Man captures up-close encounter with huge bear hanging out under his deck

If there’s ever a bear on your property, this is not what we recommend you do. But thanks to one homeowner’s moxie, we now have an up-close look at an agitated bear, the likes of which few people get to see (and live to tell the tale).

Vance Hopkins shot the video at his home in South Lake Tahoe, California, as he tried to figure out how to remove a giant bear from his property. The animal had holed up under Hopkins’ porch, and Hopkins decided to take a look and try to figure out how to keep his yard from becoming a permanent residence.

In the video, Hopkins crawls down to check the situation out, and what he sees would make most people run in the other direction: an unusually large and nervous-looking bear just feet from his face. However, instead of retreating, Hopkins gets closer. The bear’s response is a terrifying lunge forward, accompanied by a powerful blast of air. Even through computer speakers, you will feel the raw power of this animal.

As the video continues, the bear gives another terrifying mock charge, clearly threatened by Hopkins’ presence. Finally, Hopkins decides to scare it out by going back up on the deck and pounding on the wood above its head. The animal responds as expected, hightailing it out of there, but not before getting the last, uh, word around the three-minute-ten-second mark.

Though the original video’s title called this a “brown bear,” commenters noted that it is most likely an extremely large black bear (they come in many colours). This is fortunate for the videographer, as black bears are much less likely to attack people than brown bears are. In fact, black bears prefer to mock-charge and show aggression to scare people away rather than immediately attacking.

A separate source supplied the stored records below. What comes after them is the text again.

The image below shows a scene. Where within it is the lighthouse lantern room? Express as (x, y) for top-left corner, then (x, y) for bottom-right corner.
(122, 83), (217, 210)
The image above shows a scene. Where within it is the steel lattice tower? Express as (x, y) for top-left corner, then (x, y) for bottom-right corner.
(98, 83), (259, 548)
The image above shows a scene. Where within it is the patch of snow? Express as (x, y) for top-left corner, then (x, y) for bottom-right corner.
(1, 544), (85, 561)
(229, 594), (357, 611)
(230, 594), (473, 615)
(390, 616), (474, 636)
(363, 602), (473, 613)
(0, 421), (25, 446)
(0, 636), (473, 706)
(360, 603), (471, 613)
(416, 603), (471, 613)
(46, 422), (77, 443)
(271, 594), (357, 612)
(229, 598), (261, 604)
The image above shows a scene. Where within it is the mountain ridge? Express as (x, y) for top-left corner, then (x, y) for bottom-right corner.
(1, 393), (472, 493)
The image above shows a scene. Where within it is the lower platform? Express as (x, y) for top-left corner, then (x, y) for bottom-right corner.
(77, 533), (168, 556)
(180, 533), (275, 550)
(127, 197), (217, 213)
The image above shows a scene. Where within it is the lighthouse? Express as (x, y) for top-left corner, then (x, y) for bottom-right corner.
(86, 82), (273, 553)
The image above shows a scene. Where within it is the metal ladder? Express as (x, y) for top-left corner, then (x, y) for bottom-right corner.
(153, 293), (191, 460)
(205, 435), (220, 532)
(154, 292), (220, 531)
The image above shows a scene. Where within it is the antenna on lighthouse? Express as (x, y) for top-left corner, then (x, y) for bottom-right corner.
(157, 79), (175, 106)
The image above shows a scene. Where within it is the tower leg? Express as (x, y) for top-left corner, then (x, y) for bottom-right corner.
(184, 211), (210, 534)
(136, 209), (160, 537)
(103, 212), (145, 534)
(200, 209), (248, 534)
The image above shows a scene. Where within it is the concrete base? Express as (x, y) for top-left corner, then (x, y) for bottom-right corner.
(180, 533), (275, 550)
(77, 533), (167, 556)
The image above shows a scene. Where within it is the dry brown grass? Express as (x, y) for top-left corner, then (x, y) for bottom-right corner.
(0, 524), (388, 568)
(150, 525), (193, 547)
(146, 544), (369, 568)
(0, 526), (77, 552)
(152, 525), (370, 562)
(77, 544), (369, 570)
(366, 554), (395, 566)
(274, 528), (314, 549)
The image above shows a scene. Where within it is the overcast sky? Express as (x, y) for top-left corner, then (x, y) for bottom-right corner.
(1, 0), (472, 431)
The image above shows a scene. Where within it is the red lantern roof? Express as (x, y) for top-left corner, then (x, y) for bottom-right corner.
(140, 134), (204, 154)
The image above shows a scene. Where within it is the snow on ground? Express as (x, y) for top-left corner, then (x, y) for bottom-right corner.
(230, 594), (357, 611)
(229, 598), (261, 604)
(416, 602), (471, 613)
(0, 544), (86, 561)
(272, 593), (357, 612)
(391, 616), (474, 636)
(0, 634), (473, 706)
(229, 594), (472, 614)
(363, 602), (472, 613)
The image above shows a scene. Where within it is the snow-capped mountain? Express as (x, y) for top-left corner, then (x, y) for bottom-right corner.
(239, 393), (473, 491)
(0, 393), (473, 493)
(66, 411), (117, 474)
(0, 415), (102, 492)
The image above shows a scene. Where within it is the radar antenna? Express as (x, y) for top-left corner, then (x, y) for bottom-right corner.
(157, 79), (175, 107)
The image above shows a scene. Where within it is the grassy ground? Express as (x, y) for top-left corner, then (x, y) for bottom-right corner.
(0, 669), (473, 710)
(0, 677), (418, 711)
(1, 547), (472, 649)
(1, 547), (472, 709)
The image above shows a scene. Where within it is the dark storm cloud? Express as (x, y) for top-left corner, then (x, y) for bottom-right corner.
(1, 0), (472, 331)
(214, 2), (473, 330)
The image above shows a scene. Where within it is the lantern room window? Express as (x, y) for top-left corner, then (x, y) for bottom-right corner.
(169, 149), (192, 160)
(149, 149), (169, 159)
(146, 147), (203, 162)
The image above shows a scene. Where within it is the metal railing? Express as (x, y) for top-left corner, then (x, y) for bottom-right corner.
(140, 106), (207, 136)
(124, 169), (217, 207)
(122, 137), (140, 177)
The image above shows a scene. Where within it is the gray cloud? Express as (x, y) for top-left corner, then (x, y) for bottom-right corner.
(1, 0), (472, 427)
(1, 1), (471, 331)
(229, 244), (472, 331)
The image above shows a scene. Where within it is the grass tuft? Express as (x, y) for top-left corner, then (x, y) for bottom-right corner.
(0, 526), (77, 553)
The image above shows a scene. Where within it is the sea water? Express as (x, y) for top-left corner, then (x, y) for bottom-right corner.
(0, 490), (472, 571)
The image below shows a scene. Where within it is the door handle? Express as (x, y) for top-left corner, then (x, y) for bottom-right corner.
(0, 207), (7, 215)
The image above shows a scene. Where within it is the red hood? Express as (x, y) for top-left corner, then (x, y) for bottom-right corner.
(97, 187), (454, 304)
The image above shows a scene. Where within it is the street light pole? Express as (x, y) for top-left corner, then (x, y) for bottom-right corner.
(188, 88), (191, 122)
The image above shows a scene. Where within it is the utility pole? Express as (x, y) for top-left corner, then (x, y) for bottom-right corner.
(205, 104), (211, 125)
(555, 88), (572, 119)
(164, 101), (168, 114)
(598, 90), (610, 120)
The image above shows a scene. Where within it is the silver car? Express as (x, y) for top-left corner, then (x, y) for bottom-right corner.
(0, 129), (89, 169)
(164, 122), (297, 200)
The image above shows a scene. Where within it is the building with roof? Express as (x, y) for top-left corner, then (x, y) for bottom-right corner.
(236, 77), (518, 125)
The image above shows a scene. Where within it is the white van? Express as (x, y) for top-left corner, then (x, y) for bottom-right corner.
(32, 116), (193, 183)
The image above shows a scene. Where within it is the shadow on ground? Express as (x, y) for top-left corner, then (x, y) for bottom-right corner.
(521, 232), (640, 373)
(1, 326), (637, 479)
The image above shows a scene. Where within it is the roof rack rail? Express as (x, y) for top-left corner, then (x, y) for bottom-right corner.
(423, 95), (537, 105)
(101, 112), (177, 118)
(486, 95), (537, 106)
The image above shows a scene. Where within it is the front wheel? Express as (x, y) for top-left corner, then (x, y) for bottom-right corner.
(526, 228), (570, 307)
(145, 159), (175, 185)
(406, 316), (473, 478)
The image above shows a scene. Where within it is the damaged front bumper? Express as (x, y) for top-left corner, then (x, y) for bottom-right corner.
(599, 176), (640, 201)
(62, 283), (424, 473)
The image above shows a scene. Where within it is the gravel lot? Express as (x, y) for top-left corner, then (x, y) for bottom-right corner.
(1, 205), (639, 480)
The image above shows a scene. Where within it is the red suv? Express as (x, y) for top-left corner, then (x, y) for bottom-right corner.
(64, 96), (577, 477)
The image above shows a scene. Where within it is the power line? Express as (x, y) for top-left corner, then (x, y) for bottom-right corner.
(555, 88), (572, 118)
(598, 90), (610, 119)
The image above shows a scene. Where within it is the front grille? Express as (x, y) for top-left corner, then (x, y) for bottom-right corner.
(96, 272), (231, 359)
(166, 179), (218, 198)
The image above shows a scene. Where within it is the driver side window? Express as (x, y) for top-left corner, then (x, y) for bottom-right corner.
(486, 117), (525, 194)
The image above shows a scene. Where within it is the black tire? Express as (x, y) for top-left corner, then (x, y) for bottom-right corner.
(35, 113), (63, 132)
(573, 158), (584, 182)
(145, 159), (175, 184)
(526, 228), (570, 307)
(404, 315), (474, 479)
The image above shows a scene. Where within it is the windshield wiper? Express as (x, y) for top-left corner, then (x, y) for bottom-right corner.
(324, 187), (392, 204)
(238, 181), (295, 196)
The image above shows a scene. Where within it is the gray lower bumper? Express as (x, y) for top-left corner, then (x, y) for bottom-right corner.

It’s uncertain why this bear decided to hole up under this porch, but bears generally come around when they think they can find food. Garbage and pet food are frequent attractors, but bears will also come around if they notice less common food sources, such as barbecue grills, compost, or beehives. People are encouraged to make their yards inhospitable to bears by removing food and making lots of noise. Most bears will generally leave on their own, no face-to-face encounters required.